According to Lagree, explosive movements performed with momentum are more likely to result in injury too: “The connective tissues that attach your muscles to bones, that’s at risk, because really you’re creating artificial resistance with speed; this can lead to micro-tears in ligaments and tendons, and worse,” he said.
It’s safer to use lighter weights and focus on the length of time that the muscle is being contracted, he said.
However, not everyone is convinced by these claims – Rick Howard, M.Ed, C.S.C.S., for example, told Men’s Health that TUT actually isn’t less likely to result in injury than more explosive movements, so the jury is out.
Is TUT right for everyone?
If it’s true that explosive movements result in muscle bulk, should you skip TUT if you’re actively trying to build muscle?
While TUT might not be the main component of your workouts, Lagree says you should still weave it in alongside explosive movements to make sure you’re building the foundation of the muscle’s structure by strengthening those underlying slow twitch muscle fibres.
You can still employ progressive overload with the TUT method too.
Building muscle size (hypertrophy) is different from building strength though, and as such the two goals require different training methods, as human movement and elite performance specialist Luke Worthington, a Certified Strength and Conditioning Specialist, Integrative Corrective Exercise Specialist, and Master of Science in Biomechanics, explained to INSIDER.
“Training to increase strength and power requires lifting the weight with intent and explosively,” said Worthington, who believes that focusing on TUT alone may not be enough to reach your goals.
“Caveat this by saying that hypertrophy training also requires adequate force production to produce metabolic damage to the muscle fibres in order to stimulate growth.
“Doing multiple slow deliberate reps without adequate resistance will create muscle soreness, but not an increase in its size or strength.”
Worthington advises tailoring your training style to your goal:
- To increase muscle size (hypertrophy), do 12-15 reps with a moderate to heavy weight.
- To build muscle strength, do 4-6 reps with a heavy weight.
- To improve muscle power, do 4-6 reps with a medium to low weight, but move fast.

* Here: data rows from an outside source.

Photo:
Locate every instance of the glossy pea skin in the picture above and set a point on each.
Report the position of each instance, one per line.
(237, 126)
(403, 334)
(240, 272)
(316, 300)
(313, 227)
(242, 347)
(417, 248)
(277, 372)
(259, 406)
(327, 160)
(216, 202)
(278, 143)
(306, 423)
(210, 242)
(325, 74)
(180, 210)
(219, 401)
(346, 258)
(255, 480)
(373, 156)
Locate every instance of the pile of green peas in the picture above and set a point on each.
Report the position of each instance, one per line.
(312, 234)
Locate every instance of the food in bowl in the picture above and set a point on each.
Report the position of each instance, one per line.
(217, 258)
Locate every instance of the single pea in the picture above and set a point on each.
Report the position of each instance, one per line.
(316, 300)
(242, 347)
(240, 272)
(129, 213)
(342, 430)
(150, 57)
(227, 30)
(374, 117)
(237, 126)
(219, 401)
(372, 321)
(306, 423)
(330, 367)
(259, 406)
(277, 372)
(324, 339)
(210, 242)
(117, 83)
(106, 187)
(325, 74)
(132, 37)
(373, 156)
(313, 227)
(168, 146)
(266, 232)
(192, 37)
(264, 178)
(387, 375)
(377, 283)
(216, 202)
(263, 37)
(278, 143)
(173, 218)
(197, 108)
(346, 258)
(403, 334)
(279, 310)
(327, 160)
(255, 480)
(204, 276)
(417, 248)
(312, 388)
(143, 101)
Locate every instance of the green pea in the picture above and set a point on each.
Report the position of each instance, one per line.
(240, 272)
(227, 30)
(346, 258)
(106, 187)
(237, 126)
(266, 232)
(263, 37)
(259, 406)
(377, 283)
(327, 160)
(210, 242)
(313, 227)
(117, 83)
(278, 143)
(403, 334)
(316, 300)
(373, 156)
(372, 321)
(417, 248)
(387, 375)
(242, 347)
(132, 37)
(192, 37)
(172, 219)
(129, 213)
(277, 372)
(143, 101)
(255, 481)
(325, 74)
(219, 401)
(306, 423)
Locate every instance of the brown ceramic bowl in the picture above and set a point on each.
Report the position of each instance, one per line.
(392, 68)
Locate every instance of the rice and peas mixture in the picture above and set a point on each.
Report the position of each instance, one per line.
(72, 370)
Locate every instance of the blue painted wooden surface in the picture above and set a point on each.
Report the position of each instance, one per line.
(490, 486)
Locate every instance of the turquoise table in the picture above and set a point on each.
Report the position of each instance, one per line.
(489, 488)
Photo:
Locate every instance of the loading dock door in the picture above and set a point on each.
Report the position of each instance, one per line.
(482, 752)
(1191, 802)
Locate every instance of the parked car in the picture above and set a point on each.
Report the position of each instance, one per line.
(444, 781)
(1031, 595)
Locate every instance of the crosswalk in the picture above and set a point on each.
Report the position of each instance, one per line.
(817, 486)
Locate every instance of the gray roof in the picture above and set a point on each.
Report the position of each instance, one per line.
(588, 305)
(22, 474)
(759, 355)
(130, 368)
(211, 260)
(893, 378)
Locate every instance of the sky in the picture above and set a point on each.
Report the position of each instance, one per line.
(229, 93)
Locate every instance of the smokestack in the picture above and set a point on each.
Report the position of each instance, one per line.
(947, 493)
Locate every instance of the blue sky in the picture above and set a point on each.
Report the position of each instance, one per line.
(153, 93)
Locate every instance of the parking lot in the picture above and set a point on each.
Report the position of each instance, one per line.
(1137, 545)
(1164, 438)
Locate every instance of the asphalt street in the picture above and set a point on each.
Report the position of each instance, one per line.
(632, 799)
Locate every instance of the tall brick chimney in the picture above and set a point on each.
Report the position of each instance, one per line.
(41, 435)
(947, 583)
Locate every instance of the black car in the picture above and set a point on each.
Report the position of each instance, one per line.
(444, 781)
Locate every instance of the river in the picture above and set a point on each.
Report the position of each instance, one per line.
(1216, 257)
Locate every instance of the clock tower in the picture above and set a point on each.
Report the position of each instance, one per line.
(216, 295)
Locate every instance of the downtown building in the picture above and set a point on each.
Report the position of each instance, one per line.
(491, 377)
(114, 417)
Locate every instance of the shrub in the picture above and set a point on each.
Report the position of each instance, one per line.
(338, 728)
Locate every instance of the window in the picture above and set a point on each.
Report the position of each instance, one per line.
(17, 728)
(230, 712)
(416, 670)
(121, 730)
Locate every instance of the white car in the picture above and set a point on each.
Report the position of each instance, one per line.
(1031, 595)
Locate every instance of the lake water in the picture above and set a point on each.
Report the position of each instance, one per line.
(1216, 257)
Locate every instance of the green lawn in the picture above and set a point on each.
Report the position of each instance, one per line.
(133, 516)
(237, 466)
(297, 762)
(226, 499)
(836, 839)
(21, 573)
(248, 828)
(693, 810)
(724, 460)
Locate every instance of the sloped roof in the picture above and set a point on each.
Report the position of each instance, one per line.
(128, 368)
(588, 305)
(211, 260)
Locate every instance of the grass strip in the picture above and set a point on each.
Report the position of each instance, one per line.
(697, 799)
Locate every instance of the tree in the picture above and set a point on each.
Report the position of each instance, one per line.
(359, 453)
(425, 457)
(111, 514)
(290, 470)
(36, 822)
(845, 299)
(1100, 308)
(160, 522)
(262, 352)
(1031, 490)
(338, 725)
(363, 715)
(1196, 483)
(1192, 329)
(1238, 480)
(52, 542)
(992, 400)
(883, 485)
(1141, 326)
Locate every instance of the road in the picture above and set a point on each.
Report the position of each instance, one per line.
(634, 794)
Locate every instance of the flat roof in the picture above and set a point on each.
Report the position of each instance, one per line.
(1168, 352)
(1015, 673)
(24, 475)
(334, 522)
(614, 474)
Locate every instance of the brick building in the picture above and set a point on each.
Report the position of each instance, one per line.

“Performing 15 or more reps with low weights will only really create soreness,” Worthington said. “Which can be helpful in a rehab program to help someone ‘find’ a muscle in the days following a workout, but not useful for changing its appearance or performance.”
TUT certainly has benefits, but whether it’s going to have a dramatic effect on your fitness – and physique – depends on your goals.